One of the most talked about concepts among startups is product-market fit (PMF). It comes up in daily conversations, monthly updates, investor conversations, and is a regular topic of startup blogs (like this, this, this, and this).
Because entrepreneurs are so goal oriented, we crave a definition. We crave a SMART goal where we can see how much farther we have to go to get there. We want a deadline, a date, and a hard stop on the current phase.
Yet PMF continues to be difficult to define. Some of the definitions you will hear, just for SaaS companies.
- when you close X non-friendly customers in X time frame
- when X non-friendly customers are talking about the product, and giving tons of feedback
- when 2 account execs and 1 BDR can consistently and predictably close deals
- getting to $1mm ARR
- getting to $1.5mm ARR
- getting to $10mm ARR
- you are growing MRR by 10% per month
So how in the world do you know what your goal is? What are you pursuing?

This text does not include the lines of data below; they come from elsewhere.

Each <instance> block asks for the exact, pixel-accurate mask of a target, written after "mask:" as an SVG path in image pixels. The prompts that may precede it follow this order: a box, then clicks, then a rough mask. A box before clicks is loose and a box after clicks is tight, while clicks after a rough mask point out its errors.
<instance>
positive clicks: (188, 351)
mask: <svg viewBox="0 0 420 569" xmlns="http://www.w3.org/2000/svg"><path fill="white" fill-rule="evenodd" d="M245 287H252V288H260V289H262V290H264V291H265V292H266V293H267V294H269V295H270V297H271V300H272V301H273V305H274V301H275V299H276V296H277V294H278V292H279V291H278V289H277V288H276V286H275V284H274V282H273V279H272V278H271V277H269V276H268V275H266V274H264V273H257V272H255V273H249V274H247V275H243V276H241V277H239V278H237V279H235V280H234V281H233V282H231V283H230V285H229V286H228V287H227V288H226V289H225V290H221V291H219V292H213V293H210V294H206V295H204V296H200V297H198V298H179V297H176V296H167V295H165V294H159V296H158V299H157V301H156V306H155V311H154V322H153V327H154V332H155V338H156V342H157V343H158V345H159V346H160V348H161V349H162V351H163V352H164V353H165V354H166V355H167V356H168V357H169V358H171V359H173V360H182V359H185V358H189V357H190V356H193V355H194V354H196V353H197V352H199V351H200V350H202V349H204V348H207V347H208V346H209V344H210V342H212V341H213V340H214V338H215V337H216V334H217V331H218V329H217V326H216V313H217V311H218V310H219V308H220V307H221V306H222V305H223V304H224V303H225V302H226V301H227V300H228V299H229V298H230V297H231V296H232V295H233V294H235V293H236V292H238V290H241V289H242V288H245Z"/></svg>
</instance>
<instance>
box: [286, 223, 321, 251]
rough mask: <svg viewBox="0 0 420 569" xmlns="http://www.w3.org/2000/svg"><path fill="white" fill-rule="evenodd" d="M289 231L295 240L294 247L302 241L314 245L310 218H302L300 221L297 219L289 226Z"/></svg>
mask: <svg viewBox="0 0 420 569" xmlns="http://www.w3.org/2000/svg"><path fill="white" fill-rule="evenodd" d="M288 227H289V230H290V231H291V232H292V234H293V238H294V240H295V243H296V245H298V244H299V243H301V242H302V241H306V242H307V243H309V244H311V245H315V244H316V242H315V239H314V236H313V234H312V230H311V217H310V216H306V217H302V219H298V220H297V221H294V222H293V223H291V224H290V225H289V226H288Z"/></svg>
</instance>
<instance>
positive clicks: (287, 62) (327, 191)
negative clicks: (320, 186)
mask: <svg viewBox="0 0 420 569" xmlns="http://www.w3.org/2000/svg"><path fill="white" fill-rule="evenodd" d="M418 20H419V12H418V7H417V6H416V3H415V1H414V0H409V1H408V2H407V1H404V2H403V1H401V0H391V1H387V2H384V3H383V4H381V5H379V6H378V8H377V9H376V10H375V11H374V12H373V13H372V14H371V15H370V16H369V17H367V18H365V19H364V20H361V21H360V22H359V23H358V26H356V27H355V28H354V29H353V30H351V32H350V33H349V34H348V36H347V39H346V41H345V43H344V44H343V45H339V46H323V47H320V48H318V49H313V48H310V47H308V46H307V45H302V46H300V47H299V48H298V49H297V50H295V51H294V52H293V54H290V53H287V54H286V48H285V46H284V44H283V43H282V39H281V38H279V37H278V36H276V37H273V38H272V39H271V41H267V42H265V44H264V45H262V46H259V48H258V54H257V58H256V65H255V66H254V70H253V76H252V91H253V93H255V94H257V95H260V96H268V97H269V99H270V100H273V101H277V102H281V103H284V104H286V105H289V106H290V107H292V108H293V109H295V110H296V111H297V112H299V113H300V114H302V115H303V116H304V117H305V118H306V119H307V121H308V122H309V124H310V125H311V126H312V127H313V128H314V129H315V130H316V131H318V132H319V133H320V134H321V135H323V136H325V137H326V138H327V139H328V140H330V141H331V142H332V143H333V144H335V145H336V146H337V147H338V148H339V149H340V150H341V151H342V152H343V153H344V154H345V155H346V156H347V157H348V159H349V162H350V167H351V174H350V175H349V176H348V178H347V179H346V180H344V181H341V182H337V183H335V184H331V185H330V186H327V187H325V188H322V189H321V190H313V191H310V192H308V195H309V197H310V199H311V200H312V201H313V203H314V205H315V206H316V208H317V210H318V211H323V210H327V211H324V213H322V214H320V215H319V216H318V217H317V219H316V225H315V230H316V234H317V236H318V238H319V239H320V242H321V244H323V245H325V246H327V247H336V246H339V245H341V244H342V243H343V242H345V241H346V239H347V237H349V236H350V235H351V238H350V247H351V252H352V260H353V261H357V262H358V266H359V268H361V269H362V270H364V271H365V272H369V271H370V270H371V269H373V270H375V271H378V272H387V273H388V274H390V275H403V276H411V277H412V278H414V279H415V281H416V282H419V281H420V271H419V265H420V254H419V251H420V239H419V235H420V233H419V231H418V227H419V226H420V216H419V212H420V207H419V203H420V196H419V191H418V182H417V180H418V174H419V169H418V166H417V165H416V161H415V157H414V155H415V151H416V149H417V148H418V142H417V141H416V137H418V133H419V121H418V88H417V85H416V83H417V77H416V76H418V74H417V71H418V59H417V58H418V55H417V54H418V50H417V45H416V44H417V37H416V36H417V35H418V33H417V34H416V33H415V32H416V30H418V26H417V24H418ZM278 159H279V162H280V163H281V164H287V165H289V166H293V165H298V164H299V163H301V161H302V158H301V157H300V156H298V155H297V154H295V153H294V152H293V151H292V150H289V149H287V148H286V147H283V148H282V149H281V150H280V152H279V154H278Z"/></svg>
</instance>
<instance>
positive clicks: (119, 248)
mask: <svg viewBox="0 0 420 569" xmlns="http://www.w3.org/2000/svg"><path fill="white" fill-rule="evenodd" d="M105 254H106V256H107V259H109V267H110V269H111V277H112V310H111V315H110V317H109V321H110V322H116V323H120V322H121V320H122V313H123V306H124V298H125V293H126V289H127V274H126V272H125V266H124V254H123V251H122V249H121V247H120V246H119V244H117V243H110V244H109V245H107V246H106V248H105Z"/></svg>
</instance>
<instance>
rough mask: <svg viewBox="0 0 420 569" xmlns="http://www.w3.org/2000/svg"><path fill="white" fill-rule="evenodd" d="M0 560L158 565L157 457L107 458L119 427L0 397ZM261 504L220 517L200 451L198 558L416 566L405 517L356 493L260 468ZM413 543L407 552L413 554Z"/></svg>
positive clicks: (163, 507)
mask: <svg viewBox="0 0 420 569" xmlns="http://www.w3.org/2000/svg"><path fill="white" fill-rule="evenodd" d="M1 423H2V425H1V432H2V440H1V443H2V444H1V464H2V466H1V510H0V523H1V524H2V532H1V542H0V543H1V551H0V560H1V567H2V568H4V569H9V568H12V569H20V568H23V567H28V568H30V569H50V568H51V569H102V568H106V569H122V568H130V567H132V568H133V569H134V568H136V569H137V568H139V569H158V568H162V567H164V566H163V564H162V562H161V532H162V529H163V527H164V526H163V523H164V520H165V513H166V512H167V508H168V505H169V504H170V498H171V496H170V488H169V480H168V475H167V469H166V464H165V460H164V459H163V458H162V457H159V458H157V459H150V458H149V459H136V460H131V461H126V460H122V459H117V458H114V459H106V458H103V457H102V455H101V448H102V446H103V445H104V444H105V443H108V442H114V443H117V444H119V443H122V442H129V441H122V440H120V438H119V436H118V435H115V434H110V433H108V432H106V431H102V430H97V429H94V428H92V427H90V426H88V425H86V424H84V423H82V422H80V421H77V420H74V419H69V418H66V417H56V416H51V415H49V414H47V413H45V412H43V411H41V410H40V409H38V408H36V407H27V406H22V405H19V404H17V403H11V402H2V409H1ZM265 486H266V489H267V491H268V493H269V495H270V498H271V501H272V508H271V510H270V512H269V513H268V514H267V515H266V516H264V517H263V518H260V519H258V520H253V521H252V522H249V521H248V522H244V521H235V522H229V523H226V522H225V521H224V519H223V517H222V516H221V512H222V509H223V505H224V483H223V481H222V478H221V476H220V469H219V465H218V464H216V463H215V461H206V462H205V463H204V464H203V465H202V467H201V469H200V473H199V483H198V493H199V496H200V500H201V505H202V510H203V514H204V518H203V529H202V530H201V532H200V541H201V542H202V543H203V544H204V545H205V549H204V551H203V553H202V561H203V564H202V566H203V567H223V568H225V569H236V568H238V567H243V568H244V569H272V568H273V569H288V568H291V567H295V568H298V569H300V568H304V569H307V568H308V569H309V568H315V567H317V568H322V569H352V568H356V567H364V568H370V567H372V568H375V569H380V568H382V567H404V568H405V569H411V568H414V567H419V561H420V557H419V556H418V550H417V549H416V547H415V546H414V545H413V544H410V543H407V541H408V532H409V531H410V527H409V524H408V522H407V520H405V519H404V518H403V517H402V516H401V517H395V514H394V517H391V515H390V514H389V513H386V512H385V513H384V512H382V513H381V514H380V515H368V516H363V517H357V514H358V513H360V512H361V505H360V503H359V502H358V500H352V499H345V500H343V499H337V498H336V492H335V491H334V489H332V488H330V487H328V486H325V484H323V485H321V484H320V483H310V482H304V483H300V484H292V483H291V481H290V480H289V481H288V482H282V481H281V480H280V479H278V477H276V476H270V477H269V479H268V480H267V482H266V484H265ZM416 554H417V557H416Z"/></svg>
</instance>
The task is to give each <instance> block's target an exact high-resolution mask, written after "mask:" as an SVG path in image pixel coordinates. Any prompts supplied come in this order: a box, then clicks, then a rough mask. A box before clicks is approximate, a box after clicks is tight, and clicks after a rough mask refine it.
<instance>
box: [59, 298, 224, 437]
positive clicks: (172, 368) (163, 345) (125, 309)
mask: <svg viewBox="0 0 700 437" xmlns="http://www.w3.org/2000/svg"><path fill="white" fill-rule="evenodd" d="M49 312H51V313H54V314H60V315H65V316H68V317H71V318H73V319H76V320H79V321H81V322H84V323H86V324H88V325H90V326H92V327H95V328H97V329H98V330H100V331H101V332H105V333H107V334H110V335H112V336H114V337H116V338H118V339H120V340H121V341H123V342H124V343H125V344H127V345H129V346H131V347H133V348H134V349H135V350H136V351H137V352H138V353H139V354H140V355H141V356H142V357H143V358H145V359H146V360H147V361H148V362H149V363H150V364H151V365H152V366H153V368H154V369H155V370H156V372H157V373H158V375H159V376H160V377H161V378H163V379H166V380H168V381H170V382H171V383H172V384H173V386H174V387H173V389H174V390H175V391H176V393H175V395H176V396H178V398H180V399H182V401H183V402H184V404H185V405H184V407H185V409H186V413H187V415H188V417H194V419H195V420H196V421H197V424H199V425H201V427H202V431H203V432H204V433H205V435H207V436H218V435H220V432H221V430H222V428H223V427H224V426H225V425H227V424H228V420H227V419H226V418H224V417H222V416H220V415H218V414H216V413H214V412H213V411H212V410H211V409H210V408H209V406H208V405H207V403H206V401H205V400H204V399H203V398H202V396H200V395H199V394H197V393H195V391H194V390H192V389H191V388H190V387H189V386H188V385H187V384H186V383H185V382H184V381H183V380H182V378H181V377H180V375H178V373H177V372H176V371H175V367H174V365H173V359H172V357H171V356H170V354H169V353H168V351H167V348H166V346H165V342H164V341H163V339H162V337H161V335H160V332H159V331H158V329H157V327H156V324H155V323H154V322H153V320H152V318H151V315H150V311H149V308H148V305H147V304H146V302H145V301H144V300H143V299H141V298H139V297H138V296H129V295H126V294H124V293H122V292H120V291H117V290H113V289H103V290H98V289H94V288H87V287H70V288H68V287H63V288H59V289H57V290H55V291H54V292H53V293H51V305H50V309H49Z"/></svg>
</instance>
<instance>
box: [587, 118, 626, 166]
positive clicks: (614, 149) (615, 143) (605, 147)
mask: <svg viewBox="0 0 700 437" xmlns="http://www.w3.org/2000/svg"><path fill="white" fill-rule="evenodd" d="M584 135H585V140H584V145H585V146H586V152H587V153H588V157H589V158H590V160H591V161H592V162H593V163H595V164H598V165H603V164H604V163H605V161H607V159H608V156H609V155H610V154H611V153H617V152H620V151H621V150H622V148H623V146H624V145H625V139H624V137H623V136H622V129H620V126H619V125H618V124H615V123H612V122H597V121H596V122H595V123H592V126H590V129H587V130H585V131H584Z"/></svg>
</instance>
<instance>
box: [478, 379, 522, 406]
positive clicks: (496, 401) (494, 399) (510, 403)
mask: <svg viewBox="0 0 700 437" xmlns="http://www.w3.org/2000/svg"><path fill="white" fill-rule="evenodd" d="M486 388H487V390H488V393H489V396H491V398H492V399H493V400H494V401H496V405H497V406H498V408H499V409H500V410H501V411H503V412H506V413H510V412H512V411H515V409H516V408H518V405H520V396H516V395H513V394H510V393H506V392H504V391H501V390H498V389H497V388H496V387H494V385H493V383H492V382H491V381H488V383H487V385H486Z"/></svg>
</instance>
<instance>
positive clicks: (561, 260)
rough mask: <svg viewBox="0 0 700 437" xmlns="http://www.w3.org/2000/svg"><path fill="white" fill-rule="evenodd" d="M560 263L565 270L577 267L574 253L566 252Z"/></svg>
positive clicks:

The truth of the matter is that setting a hard numeric goal as the “PMF finish line” is difficult. Remembering that PMF is a spectrum is important. As Feld says:
Every time you work on something new, whether it’s a new feature, a new product, or a new product line, recognize that you are searching for incremental product/market fit. The search is a continuous and never ending quest. Don’t confuse illusion with reality.